C’est sous forme d’hommage discret à René Char (auquel sont empruntés les mots de son titre) que se présente cet ouvrage divisé en quatre chants, Guetter les signes, Bien sûr les pierres dressées, J’ai jeté ma pierre et Perdue choisie.
« A un jour de la source », mais combien de pas pour l’atteindre ?… Impossible distance à combler pour qui marche les pieds meurtris et l’âme fatiguée, vers un là-bas qui est ce que nous y faisons advenir, impossible distance, mais la seule à franchir pour qui veut étancher la soif de son désir et y goûter, du bout des lèvres, « la fragile raison de la vie ».

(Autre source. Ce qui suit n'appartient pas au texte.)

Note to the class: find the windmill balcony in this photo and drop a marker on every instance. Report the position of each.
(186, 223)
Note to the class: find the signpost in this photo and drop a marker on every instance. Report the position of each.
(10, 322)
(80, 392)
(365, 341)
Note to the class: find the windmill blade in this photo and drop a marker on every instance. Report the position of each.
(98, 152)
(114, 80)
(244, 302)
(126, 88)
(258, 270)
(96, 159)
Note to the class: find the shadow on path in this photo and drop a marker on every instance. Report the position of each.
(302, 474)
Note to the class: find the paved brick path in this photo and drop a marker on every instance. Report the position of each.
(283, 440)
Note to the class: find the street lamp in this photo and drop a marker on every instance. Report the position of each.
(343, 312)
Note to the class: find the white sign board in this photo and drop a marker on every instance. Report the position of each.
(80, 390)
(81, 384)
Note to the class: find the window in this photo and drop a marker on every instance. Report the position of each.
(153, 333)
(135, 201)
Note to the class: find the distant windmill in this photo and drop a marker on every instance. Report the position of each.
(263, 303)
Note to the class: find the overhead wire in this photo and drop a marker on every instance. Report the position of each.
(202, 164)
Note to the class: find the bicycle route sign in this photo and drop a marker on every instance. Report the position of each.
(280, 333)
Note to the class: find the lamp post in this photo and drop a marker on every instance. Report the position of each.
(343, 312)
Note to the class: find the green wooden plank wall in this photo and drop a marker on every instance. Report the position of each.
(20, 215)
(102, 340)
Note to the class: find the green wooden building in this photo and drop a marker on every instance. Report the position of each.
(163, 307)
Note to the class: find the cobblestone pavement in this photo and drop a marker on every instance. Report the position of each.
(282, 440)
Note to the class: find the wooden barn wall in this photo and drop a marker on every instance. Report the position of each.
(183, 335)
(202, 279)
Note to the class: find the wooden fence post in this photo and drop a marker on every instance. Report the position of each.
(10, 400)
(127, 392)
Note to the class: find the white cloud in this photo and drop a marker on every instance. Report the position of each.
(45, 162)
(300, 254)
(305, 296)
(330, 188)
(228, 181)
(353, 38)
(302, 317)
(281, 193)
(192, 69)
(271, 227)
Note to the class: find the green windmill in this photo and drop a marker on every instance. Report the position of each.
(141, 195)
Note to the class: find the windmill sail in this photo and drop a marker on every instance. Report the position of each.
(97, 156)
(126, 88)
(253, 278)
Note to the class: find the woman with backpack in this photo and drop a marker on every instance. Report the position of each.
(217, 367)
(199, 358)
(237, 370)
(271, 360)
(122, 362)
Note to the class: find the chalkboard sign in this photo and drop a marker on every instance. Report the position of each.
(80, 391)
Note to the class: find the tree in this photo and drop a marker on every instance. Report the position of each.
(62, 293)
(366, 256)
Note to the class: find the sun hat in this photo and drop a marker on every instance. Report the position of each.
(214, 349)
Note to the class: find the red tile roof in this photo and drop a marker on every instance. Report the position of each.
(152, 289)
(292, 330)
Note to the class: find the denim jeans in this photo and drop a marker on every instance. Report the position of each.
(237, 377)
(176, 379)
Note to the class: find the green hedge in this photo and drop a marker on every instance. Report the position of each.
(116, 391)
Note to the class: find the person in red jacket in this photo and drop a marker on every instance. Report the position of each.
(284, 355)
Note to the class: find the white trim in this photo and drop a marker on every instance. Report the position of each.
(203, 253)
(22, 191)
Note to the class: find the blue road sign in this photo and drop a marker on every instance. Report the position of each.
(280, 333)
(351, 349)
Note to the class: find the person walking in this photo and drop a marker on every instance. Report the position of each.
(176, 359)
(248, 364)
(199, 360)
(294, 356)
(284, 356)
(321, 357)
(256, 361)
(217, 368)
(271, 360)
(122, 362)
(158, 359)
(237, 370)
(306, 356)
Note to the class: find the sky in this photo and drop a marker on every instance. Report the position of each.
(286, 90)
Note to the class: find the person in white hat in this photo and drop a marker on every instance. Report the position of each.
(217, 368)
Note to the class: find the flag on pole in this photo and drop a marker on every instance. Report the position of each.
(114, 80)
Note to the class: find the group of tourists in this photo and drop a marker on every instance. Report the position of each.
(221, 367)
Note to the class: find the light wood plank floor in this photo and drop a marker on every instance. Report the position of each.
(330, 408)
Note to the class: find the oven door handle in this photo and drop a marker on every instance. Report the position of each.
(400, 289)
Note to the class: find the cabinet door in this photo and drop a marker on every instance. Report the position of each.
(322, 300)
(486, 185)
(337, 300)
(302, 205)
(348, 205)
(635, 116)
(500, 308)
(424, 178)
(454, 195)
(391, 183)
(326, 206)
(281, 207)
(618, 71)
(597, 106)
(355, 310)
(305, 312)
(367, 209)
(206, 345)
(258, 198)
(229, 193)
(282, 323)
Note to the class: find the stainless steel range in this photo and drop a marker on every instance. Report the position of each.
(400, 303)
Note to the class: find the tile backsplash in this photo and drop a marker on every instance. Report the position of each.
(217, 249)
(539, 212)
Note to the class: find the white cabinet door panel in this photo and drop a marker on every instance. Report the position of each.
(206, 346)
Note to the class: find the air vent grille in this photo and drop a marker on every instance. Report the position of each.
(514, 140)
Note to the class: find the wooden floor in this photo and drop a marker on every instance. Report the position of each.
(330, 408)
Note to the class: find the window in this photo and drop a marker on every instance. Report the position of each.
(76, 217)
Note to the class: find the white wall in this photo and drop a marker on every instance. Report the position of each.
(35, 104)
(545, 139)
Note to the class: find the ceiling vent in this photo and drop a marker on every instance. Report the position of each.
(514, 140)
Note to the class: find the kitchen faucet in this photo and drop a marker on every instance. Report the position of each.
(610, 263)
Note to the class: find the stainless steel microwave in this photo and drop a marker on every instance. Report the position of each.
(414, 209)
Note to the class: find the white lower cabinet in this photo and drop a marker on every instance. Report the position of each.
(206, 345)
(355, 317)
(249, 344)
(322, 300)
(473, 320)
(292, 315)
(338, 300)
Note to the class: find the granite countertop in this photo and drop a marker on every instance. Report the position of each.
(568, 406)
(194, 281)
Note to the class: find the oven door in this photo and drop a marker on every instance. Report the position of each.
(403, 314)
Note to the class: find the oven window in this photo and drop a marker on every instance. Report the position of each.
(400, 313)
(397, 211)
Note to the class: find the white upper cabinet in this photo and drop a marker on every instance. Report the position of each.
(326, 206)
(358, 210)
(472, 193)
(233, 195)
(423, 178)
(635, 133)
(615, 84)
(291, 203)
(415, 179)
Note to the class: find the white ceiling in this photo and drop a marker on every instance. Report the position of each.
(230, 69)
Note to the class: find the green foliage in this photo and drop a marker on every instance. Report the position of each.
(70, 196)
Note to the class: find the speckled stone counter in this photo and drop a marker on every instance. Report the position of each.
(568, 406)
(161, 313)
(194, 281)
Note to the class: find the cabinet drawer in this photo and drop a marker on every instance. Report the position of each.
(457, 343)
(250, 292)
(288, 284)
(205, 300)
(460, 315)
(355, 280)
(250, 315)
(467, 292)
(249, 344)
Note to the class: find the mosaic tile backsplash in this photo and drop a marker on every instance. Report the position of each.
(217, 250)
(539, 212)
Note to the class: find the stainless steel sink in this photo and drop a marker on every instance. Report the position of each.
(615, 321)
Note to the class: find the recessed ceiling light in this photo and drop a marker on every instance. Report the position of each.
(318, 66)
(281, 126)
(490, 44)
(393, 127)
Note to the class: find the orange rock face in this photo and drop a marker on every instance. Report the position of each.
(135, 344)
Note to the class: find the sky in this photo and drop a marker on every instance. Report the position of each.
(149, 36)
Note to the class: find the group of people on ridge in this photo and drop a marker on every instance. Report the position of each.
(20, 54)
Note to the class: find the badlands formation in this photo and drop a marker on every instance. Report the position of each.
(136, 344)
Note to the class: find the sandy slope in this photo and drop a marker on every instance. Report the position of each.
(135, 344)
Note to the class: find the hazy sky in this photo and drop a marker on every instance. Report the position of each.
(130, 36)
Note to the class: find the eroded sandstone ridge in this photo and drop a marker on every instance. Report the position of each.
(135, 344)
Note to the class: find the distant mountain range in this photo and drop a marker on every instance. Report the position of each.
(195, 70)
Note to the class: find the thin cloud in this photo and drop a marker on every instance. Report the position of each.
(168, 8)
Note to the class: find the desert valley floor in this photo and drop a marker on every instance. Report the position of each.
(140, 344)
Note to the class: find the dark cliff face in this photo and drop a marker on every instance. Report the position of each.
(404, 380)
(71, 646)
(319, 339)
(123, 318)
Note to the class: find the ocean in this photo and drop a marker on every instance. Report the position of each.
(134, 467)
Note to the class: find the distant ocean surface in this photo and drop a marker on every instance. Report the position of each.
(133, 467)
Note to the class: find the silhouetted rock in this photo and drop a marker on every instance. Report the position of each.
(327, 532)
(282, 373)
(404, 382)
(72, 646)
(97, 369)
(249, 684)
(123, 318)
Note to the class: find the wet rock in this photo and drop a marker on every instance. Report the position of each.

Car la vie est ici, maintenant, en deçà de toute illusion d’un monde transcendant, puisque « aucun mystère/ni d’ici ni là-bas ne (nous) requiert », et l’on peut se risquer à entendre ainsi (comme on jette une pierre à l’éternel silence du Très-Haut), cet « oasis là-bas/vous ne l’atteindrez pas », puisque encore en dépit de tous nos mensonges, de nos mythes et paraboles, cette oasis « n’existe pas ».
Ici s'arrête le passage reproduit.